The class of 2008 has been dubbed the "echo boom." At 3.3 million, it's the largest class since 3.15 million baby boomers graduated in 1977, the National Center for Education Statistics reports.
A host of factors are fueling the growing selectivity and longer waiting lists at top-tier colleges. Students send in more applications to maximize their chances. Colleges, wary of having too many offers turned down, are hesitant to admit students who may just think of them as a "safety."
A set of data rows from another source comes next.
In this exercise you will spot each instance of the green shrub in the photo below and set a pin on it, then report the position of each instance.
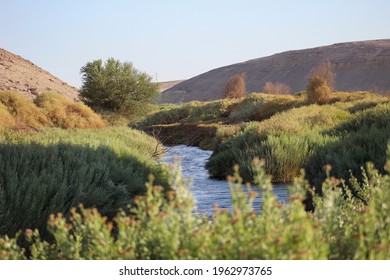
(361, 139)
(55, 170)
(283, 141)
(166, 227)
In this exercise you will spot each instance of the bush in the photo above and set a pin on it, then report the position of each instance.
(325, 72)
(235, 87)
(6, 119)
(318, 91)
(116, 86)
(283, 141)
(276, 88)
(364, 138)
(23, 110)
(166, 227)
(55, 170)
(64, 113)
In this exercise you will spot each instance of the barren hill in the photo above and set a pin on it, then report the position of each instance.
(363, 65)
(17, 73)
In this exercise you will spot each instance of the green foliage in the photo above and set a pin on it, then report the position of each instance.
(55, 170)
(363, 138)
(116, 86)
(284, 141)
(165, 226)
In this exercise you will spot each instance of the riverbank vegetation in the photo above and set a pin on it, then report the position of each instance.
(288, 132)
(53, 170)
(166, 227)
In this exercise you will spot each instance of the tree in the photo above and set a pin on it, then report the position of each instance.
(116, 86)
(325, 72)
(235, 87)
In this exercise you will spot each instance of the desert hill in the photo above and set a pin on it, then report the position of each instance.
(17, 73)
(363, 65)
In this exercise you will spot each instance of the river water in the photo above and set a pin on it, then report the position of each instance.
(205, 190)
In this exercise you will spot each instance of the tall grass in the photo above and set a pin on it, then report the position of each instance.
(47, 110)
(283, 141)
(166, 227)
(55, 170)
(23, 110)
(64, 113)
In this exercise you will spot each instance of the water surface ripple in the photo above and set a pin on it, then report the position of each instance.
(207, 191)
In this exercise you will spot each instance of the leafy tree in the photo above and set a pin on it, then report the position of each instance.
(116, 86)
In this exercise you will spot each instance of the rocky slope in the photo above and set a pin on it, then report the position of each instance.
(17, 73)
(363, 65)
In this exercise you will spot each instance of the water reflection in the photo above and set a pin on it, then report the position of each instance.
(209, 191)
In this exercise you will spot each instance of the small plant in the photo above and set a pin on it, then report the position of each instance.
(235, 87)
(325, 72)
(318, 91)
(276, 88)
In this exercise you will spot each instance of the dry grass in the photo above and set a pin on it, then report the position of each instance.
(23, 110)
(6, 119)
(235, 87)
(65, 113)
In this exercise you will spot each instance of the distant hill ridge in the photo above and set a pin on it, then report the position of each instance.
(17, 73)
(362, 65)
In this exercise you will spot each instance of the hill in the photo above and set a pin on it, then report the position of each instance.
(17, 73)
(363, 65)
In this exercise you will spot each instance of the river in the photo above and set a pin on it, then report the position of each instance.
(205, 190)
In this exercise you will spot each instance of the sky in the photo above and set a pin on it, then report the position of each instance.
(174, 40)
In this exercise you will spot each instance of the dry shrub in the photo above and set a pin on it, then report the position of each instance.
(276, 88)
(235, 87)
(6, 119)
(65, 113)
(325, 71)
(318, 91)
(23, 110)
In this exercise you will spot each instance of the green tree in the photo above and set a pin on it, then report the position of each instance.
(116, 86)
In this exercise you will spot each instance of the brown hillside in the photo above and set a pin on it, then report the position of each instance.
(363, 65)
(17, 73)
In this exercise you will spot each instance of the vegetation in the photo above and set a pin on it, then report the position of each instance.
(64, 113)
(235, 87)
(23, 110)
(276, 88)
(47, 110)
(284, 130)
(116, 86)
(325, 72)
(165, 226)
(55, 170)
(318, 91)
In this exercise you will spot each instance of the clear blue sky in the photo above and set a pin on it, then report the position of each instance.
(179, 39)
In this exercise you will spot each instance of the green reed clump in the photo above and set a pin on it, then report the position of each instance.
(363, 138)
(55, 170)
(284, 141)
(168, 227)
Shifting admissions and financial-aid policies have also added to the unpredictability. A number of top schools have dropped early-application options, contributing to the springtime swell. Others have dipped into endowments to ensure that lower- and middle-income students can attend debt-free, prompting less well-endowed schools to wonder how well they can compete. And recent anxiety about the student-loan market makes it difficult for pricey colleges to predict how many students will commit.
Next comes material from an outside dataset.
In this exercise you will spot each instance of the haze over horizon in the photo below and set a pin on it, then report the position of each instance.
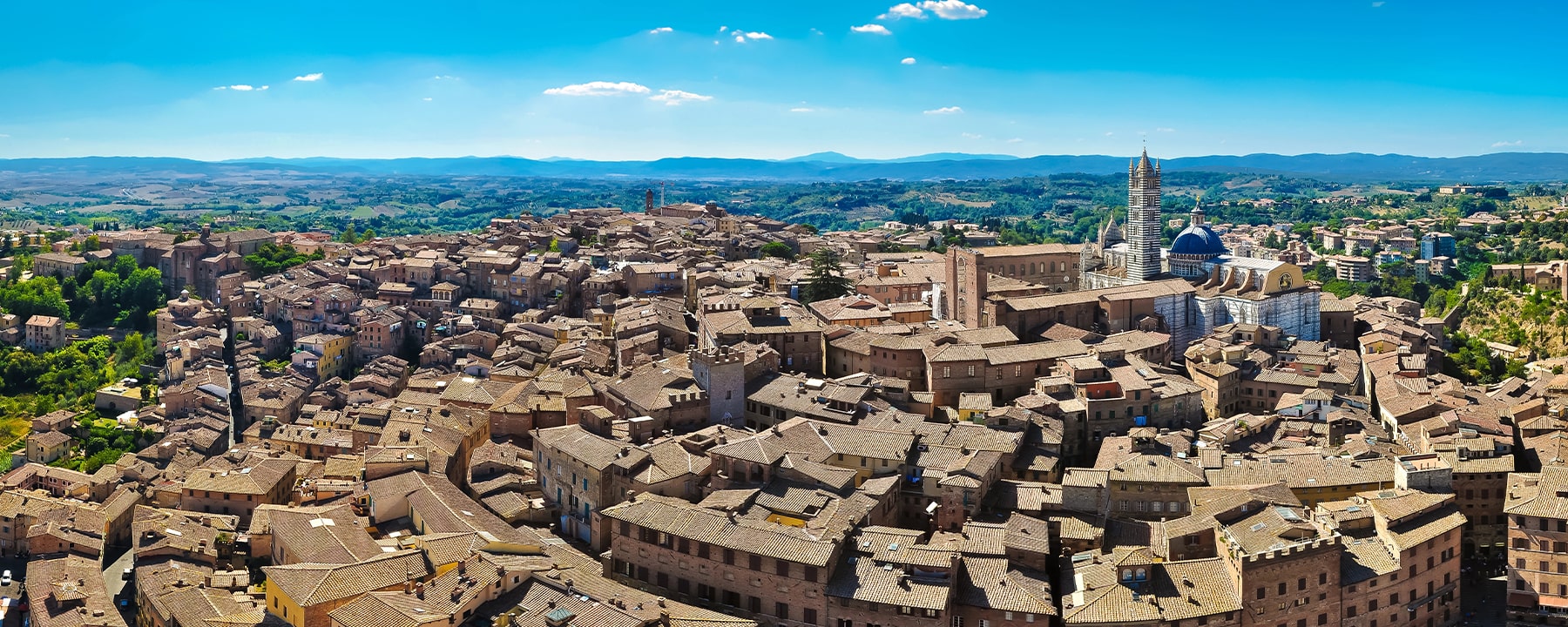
(866, 78)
The lines have blurred between traditional categories like "safety schools" and "stretches," says Jim Jump, director of guidance at St. Christopher's School in Richmond, Va. "No college wants to be thought of as a safety school," he says. Just like a potential prom date, "they want to know that they're wanted."
That means "demonstrated interest" is a much bigger factor these days. Students can show their sincerity with everything from college visits to a letter laying out specific reasons the school would be a top choice. In 2007, 21 percent of colleges said this was of considerable importance, up from 7 percent in 2003, NACAC reports.
When it comes to colleges prioritizing who's on their waiting lists, demonstrated interest "is a huge piece of what we look at," says Mike Steidel, director of admission at Carnegie Mellon University in Pittsburgh.
Carnegie Mellon gives students an option to be on a priority waiting list or the regular one. If priority people get an offer in early May, they have just 24 hours to make their deposit or they're out. The school does show them a financial-aid package in advance so they can make a quick decision.
Aiming for about 1,400 students in its class, Carnegie Mellon enrolls 1,500, expecting that some who send in deposits will nonetheless jump to another school. Out of about 22,000 who applied this year, 3,000 were offered spots on a waiting list. By May 1, usually only 10 percent want to stay on the list, which would have meant 300. But Mr. Steidel says he was "a little overwhelmed" to find that by mid-April, it was 450 and counting.